Whenever I visit the pretty Warwickshire town of Stratford-upon-Avon to go to the theatre, it never ceases to amaze me that if one Will Shakespeare hadn’t hailed from there, it probably wouldn’t register on tourists’ agendas at all. It is hardly surprising that Shakespeare has been mythologised and put on a pedestal, but Shakespeare The Man From Stratford, a new play by world-renowned Renaissance scholar Jonathan Bate strips away the mystique to show us that Shakespeare came from a very ordinary background and yet was gifted with an extraordinary imagination and empathy with human beings from all walks of life, not to mention the hard work and intensive research.
The idea that his plays could not have been written by someone from a non-courtly background I think is similar to the ridiculous assumption that Jane Austen could not have written such incisive and heartfelt novels about love and marriage without having had a secret love affair of her own. Shakespeare’s upbringing as the son of a glove maker in a small provincial market town was not glamorous, but as Jonathan Bate comments ‘That’s the most remarkable thing of all’
The production is deceptively simple, skilfully directed by Tom Cairns and cleverly designed by Jeremy Herbert featuring some books, a mobile and a very special dog. Jonathan Bate bases the piece around the ‘Seven Ages of Man’ speech from As You Like It, peppered with anecdotes about Shakespeare’s life and Elizabethan culture. We follow Will Shakespeare’s early life as the first surviving child of the future mayor of Stratford John Shakespeare and his wife Mary, which was beautifully illustrated by the scene with the little prince Mamillius asking for a story from my personal favourite play The Winter’s Tale. Moving on to ‘the whining schoolboy, with his satchel,’ Bate argues that the education Shakespeare received in a newfangled grammar school (which taught only Latin grammar) where the boys learned how to acknowledge thanks when responding to a letter in 100 different ways as well as the language of the law and government was more than sufficient and indeed perfect to train him in the art of rhetoric. Conspiracy theorists can look away now.

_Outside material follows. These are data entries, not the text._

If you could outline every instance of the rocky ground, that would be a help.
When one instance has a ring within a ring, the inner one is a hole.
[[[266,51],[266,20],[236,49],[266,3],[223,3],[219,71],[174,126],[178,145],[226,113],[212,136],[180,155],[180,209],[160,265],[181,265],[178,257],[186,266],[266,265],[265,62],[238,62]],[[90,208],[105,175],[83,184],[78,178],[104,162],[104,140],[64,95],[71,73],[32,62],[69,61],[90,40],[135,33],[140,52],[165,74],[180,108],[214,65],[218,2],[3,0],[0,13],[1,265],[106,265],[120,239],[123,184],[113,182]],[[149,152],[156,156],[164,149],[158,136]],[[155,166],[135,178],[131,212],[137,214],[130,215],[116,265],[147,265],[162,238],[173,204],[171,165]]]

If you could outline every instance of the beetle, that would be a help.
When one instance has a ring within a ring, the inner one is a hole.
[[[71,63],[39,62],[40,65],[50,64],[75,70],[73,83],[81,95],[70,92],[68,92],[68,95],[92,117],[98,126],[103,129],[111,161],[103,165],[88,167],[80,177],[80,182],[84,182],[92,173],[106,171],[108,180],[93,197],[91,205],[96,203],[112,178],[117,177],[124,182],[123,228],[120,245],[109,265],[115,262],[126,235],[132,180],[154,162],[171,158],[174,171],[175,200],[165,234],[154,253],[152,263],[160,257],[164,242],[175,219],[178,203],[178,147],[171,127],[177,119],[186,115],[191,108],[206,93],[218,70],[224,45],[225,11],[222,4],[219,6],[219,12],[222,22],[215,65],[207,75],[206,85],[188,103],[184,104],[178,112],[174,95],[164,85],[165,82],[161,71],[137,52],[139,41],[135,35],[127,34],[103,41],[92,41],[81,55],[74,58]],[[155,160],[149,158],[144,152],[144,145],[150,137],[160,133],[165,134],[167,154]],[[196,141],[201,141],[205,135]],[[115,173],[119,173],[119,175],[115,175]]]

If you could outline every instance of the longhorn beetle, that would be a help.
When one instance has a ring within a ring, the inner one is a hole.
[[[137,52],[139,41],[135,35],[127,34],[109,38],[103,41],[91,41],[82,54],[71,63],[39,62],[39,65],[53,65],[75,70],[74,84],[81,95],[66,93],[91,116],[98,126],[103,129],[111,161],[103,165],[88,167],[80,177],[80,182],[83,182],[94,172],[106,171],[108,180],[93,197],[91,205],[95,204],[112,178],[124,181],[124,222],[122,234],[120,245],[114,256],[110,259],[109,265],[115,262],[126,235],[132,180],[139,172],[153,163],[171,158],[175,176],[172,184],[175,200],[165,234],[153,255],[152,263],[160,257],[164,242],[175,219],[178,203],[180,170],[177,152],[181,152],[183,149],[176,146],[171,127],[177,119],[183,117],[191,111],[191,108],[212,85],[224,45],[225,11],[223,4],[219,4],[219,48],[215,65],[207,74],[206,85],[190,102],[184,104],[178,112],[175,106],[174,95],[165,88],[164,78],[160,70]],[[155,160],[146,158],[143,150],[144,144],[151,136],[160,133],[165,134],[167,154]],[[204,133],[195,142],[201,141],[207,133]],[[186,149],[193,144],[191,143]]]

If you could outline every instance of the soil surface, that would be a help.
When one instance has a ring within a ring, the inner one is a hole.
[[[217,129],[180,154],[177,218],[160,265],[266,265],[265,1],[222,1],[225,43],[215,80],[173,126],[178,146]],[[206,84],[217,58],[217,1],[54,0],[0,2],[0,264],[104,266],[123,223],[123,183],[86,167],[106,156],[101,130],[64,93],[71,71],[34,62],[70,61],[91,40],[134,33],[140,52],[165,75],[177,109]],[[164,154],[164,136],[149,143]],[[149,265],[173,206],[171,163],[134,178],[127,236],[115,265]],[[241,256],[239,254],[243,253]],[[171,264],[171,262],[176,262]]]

Taking centre stage throughout, Simon Callow is delightful with his command of the stage and that extraordinary voice. He is charming company, like a favourite uncle sharing his stories. The way in which he offers snapshots of characters as diverse as Romeo and Juliet to Brutus to Falstaff, effortlessly capturing the essence of each one is astonishing. Let’s hope it is only a matter of time before we see Simon Callow as Prospero or King Lear.
I find that the one-person shows that work best are both entertaining and informative, which is why pieces about real-life figures work so well. This is beautifully written and performed and full of clever little touches in the staging. Shakespeare was the man from Stratford and the playwright from London- during his lifetime, he was only renowned in his hometown for the property portfolio he obtained in his forties. I wonder how he would feel about Stratford being the epicentre of performances of his works today. In the programme notes, Jonathan Bate asks ‘what was it like being Shakespeare? That is the question we ask in our play.’ I am still not certain what the answer to that is, but surely what matters most is the works themselves.